Grzegorz Chrupala grzegorz.chrupala at computing.dcu.ie
Wed Nov 28 16:53:36 EST 2007

Olivier Boudry wrote:
> Hi all,
> This e-mail may be a bit off topic. My question is more about methods and
> algorithms than Haskell. I'm looking for links to methods or tools for
> parsing unstructured data.
> I'm currently working on data cleaning of a Customer Addresses database.
> Addresses are stored as 3 lines of text without any structure and people
> made used lots of imagination to create the data (20 years of data using
> no
> rules at all). Postal code, street, city, state, region, country and other
> details as suite, building, dock, doors, PO box, etc... are all stored in
> free form in those 3 lines.
> I already wrote a haskell program to do the job. It correctly parses about
> 2/3 addresses and parses much of the rest but with unrecognized parts
> left.
> The current program works by trying to recognize words used to tag parts
> like STE, SUITE, BLDG, street words (STR, AVE, CIRCLE, etc...) and
> countries
> from a list (including typos). It uses regular expressions to recognize
> variation of those words, lookup tables for countries, street words,
> regular
> expression rules for postal codes, etc... The most difficult task is
> splitting the address parts. There is no clearly defined separator for the
> fields. It can be dot, space, comma, dash, slash, or anything you can
> imagine using as a separator and this separator can of course also be
> found
> inside an address part.
> In the current application when part of an address is recognized it will
> not
> be parsed again by the other rules. A system trying all rules and tagging
> them with probabilities would probably give better results.
> Any link to tools or methods that could help me in that task would be
> greatly appreciated. I already searched for fuzzy, probabilistic or
> statistical parsing but without much success.

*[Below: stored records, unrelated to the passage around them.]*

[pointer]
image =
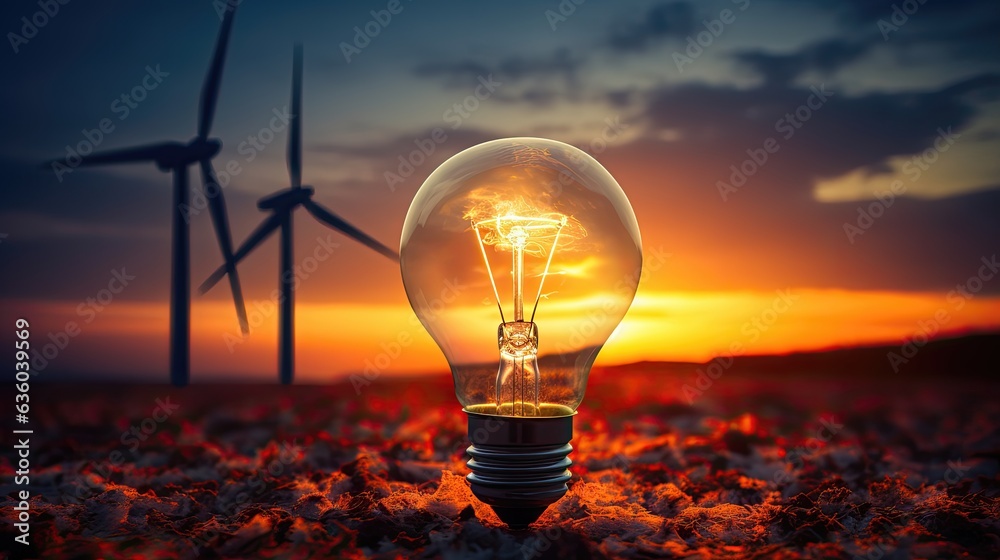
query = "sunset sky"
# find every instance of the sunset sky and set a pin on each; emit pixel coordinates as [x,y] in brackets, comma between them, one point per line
[874,215]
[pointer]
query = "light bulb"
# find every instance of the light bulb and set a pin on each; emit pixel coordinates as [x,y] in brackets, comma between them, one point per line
[520,256]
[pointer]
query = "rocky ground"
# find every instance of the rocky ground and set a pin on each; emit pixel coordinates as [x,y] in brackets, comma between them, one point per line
[789,467]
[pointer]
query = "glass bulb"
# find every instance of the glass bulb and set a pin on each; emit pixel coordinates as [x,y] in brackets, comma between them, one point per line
[520,256]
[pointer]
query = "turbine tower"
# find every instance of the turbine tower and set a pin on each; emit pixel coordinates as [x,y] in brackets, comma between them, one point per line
[176,157]
[281,205]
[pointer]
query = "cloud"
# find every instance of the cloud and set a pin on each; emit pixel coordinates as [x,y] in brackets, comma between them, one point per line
[825,57]
[662,21]
[560,64]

You may have better luck checking out methods used in parsing natural
language. In order to use statistical parsing techniques such as
Probabilistic Context Free Grammars ([1],[2] ) the standard approach is to
extract rule probabilities from an annotated corpus, that is collection of
strings with associated parse trees. Maybe you could use your 2/3 of
addresses that you know are correctly parsed as your training material. 

A PCFG parser can output all (or n-best) parses ordered according to
probabilities so that would seem to be fit your requirements.